If I disable connection failure retry then a SocketException
is thrown at https://github.com/square/okhttp/blob/master/okhttp/src/main/java/okhttp3/internal/connection/RealConnection.kt#L594 with the following stack trace:
java.net.SocketException: Socket is closed at java.net.Socket.setSoTimeout(Unknown Source)
at sun.security.ssl.BaseSSLSocketImpl.setSoTimeout(Unknown Source)
at sun.security.ssl.SSLSocketImpl.setSoTimeout(Unknown Source)
at okhttp3.internal.connection.RealConnection.newCodec$okhttp(RealConnection.kt:594)
at okhttp3.internal.connection.ExchangeFinder.find(ExchangeFinder.kt:83)
at okhttp3.internal.connection.RealCall.initExchange$okhttp(RealCall.kt:245)
at okhttp3.internal.connection.ConnectInterceptor.intercept(ConnectInterceptor.kt:32)
at okhttp3.internal.http.RealInterceptorChain.proceed(RealInterceptorChain.kt:100)

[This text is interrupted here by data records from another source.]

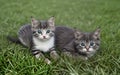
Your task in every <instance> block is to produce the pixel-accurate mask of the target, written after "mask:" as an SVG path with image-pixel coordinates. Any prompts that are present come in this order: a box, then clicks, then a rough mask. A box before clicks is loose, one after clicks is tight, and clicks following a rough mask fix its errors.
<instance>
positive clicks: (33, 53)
mask: <svg viewBox="0 0 120 75" xmlns="http://www.w3.org/2000/svg"><path fill="white" fill-rule="evenodd" d="M32 54H33V55H34V56H35V57H36V58H37V59H41V58H43V59H44V61H45V62H46V63H47V64H50V63H51V61H50V60H49V59H48V58H45V56H44V55H43V54H42V53H41V52H40V50H32Z"/></svg>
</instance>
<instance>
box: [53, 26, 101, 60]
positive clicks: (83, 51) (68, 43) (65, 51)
mask: <svg viewBox="0 0 120 75" xmlns="http://www.w3.org/2000/svg"><path fill="white" fill-rule="evenodd" d="M55 34H56V37H55V38H56V46H57V47H58V49H60V50H61V52H64V53H65V54H68V55H70V56H78V55H79V56H82V57H84V58H85V59H88V58H89V57H91V56H93V55H94V54H95V53H96V51H97V50H98V49H99V46H100V29H96V30H95V31H94V32H90V33H88V32H81V31H78V30H74V29H71V28H68V27H56V31H55Z"/></svg>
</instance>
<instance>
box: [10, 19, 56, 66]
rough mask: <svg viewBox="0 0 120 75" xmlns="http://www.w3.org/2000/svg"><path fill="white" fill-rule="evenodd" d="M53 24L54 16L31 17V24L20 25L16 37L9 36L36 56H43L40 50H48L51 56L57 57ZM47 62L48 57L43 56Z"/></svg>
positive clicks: (43, 50)
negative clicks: (39, 18)
mask: <svg viewBox="0 0 120 75" xmlns="http://www.w3.org/2000/svg"><path fill="white" fill-rule="evenodd" d="M54 31H55V24H54V17H51V18H49V19H48V20H46V21H43V20H40V21H39V20H36V19H35V18H31V24H29V25H24V26H22V27H21V28H20V29H19V31H18V39H17V40H15V39H13V38H11V37H9V40H11V41H13V42H16V43H17V42H20V43H21V44H22V45H24V46H26V47H29V48H30V50H31V52H32V54H33V55H34V56H35V57H36V58H40V57H44V55H43V54H42V52H50V56H51V57H52V58H56V57H58V54H57V53H56V51H55V48H54V47H55V45H54V42H55V34H54ZM45 61H46V62H47V63H48V64H49V63H50V61H49V59H47V58H45Z"/></svg>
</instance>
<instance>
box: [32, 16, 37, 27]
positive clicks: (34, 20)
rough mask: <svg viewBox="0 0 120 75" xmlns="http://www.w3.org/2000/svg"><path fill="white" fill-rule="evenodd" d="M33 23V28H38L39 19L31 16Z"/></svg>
mask: <svg viewBox="0 0 120 75" xmlns="http://www.w3.org/2000/svg"><path fill="white" fill-rule="evenodd" d="M31 25H32V27H33V28H36V27H37V26H38V20H36V19H35V18H33V17H32V16H31Z"/></svg>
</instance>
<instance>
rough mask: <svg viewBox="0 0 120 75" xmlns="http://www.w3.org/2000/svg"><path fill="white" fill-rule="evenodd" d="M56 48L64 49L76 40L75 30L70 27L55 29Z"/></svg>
mask: <svg viewBox="0 0 120 75" xmlns="http://www.w3.org/2000/svg"><path fill="white" fill-rule="evenodd" d="M55 38H56V42H57V43H56V46H57V47H58V48H59V49H63V48H64V46H65V45H67V44H68V43H69V42H70V41H71V40H73V39H74V30H73V29H71V28H69V27H62V26H58V27H56V29H55Z"/></svg>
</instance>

at okhttp3.internal.cache.CacheInterceptor.intercept(CacheInterceptor.kt:82)
at okhttp3.internal.http.RealInterceptorChain.proceed(RealInterceptorChain.kt:100)
at okhttp3.internal.http.BridgeInterceptor.intercept(BridgeInterceptor.kt:83)
at okhttp3.internal.http.RealInterceptorChain.proceed(RealInterceptorChain.kt:100)
at okhttp3.internal.http.RetryAndFollowUpInterceptor.intercept(RetryAndFollowUpInterceptor.kt:74)
at okhttp3.internal.http.RealInterceptorChain.proceed(RealInterceptorChain.kt:100)
at okhttp3.internal.connection.RealCall.getResponseWithInterceptorChain$okhttp(RealCall.kt:197)
at okhttp3.internal.connection.RealCall$AsyncCall.run(RealCall.kt:502)
In this case a certain percentage of the requests fail constantly suggesting a stuck pooled faulty connection which is never evicted.
The only option is to restart the affected application.
I think the cause is related to request cancellation and concurrency. Might be the socket is closed right after creation by a different thread?
This issue has been observed since at least 3.14.0. Also happening with latest: 4.4.0
Issue Analytics
- State:
- Created 4 years ago
- Comments:21 (1 by maintainers)
Top GitHub Comments
Thanks for the release. Haven’t seen the issue with 4.5.0 for a week now.
@danielimre ahh right. I spotted one code path that might explain this. But it’s pretty extraordinary.
When the application gets in this state are any requests making it to the server? Or no requests make it?